July 22, 2025
Day 41 - Simulating Real-World ECG Variability Through Noise Augmentation
What I Learned
Today marked a significant step forward in the robustness of our ECG classification project. I dedicated the majority of my time to implementing and testing various forms of synthetic noise to simulate real-world distortions in ECG signals. The goal was to enhance the generalization capabilities of our deep learning models by exposing them to more realistic, imperfect data.
I began by introducing Gaussian noise into the dataset, which mimics the random fluctuations often encountered in sensor readings due to electronic interference or environmental conditions. This type of noise helps the model learn to distinguish between signal and background fluctuations, making it more reliable when deployed in practical settings.
Next, I implemented baseline wander, a common low-frequency distortion typically caused by factors like patient movement or breathing. This artifact can shift the entire signal baseline up or down over time, posing a challenge for accurate detection of cardiac events. By simulating this condition, the model becomes better equipped to ignore irrelevant baseline shifts and focus on the important morphological features of the ECG.
Later in the day, I met with my professor to review the progress and discuss the implications of these noise additions. We examined how noise augmentation can serve as a form of regularization and potentially improve model resilience against unseen data. The meeting also helped clarify our next steps, which include evaluating model performance on noisy versus clean data and determining the best noise combinations for training.
Overall, today’s work was both technically challenging and intellectually rewarding. It brought us closer to building a more reliable and clinically applicable ECG diagnostic tool by replicating the complexities of real-world data.
Blockers
No blockers.
Reflection
Today’s internship experience was focused on an important aspect of our ECGNet project: preparing our dataset to better reflect real-world conditions. A key insight in deep learning for biomedical data is that models trained only on clean, ideal signals often fail when exposed to noisy, real-life data.
To address this, I spent the day implementing various forms of noise augmentation into our ECG dataset, including Gaussian noise, baseline wander, and muscle noise.

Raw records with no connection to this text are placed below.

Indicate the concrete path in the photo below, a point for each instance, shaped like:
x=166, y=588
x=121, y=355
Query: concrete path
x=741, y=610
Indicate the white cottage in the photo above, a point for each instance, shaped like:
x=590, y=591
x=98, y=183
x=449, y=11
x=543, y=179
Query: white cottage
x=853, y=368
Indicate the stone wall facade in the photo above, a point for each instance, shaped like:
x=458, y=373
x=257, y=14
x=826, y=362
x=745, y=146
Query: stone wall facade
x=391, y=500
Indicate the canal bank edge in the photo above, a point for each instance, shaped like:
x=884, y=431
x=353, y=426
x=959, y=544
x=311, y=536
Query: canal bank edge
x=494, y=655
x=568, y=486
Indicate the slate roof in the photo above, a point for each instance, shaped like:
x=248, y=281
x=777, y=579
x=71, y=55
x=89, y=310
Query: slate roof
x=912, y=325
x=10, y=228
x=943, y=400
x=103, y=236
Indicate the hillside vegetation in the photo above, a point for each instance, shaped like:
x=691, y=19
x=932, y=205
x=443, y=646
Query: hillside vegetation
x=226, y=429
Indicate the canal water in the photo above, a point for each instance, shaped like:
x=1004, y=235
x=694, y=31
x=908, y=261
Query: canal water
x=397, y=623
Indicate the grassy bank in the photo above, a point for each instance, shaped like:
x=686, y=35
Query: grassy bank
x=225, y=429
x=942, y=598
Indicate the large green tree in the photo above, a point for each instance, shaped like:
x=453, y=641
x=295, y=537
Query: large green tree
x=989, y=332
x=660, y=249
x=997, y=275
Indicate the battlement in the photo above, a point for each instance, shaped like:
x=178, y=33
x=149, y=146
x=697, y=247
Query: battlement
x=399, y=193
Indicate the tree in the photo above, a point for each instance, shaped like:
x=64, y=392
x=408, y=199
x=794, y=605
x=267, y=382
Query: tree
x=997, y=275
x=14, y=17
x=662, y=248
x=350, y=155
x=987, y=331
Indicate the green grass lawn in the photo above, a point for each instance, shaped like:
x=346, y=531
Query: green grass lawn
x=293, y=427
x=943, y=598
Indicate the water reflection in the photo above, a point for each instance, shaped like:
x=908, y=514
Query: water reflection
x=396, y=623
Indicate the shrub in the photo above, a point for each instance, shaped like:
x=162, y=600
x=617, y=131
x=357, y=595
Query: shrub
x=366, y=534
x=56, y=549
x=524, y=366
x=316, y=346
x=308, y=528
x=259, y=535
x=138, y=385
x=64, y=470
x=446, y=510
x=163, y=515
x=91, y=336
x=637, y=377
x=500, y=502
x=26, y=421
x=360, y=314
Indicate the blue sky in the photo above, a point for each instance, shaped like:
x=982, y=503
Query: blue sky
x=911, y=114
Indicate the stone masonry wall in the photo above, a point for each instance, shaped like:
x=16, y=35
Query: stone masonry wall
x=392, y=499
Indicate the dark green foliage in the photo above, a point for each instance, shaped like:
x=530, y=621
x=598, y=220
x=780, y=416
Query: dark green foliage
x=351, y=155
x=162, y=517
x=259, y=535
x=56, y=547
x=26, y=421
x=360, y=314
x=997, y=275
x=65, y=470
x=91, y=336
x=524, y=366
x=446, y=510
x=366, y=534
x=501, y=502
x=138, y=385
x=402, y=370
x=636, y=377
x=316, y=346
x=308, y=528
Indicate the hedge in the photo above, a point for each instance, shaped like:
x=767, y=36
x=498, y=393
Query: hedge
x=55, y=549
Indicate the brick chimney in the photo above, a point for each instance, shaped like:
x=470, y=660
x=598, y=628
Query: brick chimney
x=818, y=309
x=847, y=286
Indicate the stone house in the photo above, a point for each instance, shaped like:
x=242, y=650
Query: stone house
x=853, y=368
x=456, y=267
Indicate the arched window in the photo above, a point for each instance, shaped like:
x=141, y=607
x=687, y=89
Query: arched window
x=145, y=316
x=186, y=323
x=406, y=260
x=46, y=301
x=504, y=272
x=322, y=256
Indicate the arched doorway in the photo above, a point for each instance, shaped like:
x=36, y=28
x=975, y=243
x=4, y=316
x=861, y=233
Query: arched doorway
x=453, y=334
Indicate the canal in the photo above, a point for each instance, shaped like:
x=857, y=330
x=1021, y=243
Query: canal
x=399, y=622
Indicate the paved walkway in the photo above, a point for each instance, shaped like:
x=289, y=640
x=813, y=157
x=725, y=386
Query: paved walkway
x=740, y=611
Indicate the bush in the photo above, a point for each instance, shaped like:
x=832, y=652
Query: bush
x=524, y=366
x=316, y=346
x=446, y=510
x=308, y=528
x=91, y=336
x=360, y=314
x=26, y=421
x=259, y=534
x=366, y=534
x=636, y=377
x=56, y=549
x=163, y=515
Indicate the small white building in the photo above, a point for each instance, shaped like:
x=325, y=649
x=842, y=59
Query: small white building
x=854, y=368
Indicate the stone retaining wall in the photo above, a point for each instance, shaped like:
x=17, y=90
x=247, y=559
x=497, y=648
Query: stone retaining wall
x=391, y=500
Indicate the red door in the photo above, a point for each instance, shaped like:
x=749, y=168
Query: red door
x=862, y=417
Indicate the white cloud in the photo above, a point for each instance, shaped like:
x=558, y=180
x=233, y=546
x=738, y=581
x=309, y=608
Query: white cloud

The first type of noise I introduced was Gaussian noise, which represents random fluctuations commonly seen in ECG signals due to sensor imperfections or background interference. Adding this noise helps our model learn how to filter out irrelevant spikes and better detect consistent patterns in the signal.
Next, I worked on simulating baseline wander, a slow drift in the ECG signal caused by factors like patient movement or breathing. This distortion can interfere with key features like the ST segment, so making our model robust to such artifacts is critical for accurate clinical interpretation.
Lastly, I added muscle noise, or electromyographic interference, which introduces high-frequency variations typically caused by voluntary or involuntary muscle contractions. This type of noise is especially common during ambulatory ECG recordings and can easily confuse a model if it hasn’t seen similar distortions during training.
Later in the day, I had a valuable meeting with my professor. We reviewed the goals of noise augmentation and discussed how these changes could lead to improved model generalization and robustness. The discussion helped me better understand not just the how, but the why behind these techniques — and how they align with our broader goal of building a clinically usable diagnostic model.
Reflecting on today, I realized how essential it is to simulate real-world variability when working with medical data. Clean data may perform well in lab settings, but our goal is to develop solutions that function reliably in unpredictable environments. Today’s work was a meaningful step toward that vision.